Oddworld: Munch's Oddysee received fair to positive reviews from critics upon its release in 2001. More critical of the title, GameSpot gave the game a 7.9, stating that it is "a very smart game with great puzzles, yet there's not enough variety in those puzzles to keep it completely entertaining throughout." IGN gave the game a 7.4, saying "The final product comes off as anything but polished, and suffers from a lack of variety, and an overabundance of repetition that keeps this game from truly shining like I wished it would. As much as I like the characters and the design of the new Munch game, I'm still hoping for the true spiritual sequel to my good old Abe."

Next Generation reviewed the Xbox version of the game, rating it four stars out of five, and stated that "Munch isn't a typical platformer, but it's still completely entertaining, unique, and highly recommended."

The Academy of Interactive Arts & Sciences awarded Munch's Oddysee for "Outstanding Achievement in Animation" during the 5th Annual Interactive Achievement Awards; it was also nominated for "Innovation in Console Gaming" and "Outstanding Achievement in Art Direction", but these went to Pikmin and Ico, respectively.

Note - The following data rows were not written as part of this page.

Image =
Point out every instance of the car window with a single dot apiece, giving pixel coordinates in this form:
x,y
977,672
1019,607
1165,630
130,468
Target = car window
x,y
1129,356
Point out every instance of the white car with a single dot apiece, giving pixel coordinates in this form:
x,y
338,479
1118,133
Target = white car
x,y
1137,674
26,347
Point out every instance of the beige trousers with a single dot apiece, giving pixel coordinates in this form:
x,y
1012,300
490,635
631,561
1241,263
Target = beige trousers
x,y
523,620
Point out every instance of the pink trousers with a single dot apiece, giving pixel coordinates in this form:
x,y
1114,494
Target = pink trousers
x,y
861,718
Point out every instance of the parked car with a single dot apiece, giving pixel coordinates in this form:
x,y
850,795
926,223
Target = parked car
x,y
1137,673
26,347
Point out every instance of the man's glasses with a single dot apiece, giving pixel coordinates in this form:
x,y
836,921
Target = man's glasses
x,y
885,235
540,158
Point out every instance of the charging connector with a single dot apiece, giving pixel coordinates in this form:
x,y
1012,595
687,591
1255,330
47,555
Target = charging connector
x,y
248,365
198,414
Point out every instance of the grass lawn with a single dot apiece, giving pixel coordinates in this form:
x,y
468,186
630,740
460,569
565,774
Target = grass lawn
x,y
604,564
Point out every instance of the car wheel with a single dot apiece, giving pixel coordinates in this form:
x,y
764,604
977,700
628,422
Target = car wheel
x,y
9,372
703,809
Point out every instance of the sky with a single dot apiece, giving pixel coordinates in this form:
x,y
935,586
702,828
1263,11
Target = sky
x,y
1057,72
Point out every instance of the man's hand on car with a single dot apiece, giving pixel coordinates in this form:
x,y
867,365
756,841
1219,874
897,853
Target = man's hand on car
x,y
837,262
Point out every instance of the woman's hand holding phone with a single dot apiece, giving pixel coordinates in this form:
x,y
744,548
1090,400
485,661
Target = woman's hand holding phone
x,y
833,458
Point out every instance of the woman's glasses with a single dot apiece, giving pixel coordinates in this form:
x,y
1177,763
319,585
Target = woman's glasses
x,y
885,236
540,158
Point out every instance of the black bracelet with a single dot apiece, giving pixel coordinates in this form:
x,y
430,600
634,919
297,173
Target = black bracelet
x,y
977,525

- Nominee, Readers' Choice – Best Xbox Story of 2001 Xbox IGN, 2002
- Nominee, Readers' Choice – Best Xbox Graphics of 2001 Xbox IGN, 2002
- Nominee, Readers' Choice – Best Xbox Sound of 2001 Xbox IGN, 2002
- No. 1, Best Characters – PLAY, 2002
- Xbox Elite Award for Excellence – Official Xbox Magazine, 2002
- Best in Show Xbox Games, E3 2001 – Edge, 2002
- Best Xbox Game – E3 2002 Review Electronic Gaming Monthly, 2002

Aggregate scores
| Aggregator | Score |
|---|---|
| GameRankings | XBOX: 79% GBA: 49% |
| Metacritic | XBOX: 80/100 GBA: 44/100 VITA: 72/100 NS: 59/100 |

Review scores
| Publication | Score |
|---|---|
| Next Generation | 4/5 |
| TouchArcade | 4/5 |

=== Retrospective and port reviews ===
Retrospectives and reviews of ports of the game have been more mixed to negative, with some critics considering it to be the worst game in the Oddworld series. In a 2020 review of the Nintendo Switch version, Nintendo Life remarked that the game was the worst in the Oddworld series and criticized the level design, control, and the unpolished feeling of the game. The Switch port was also criticized for not updating the game's control options and for keeping bugs that were present in the Xbox version in the game.

The Switch and Vita ports of the game that were released in 2020 and 2014 have Metacritic scores of 58 and 72 respectively, indicating "mixed or average" reviews.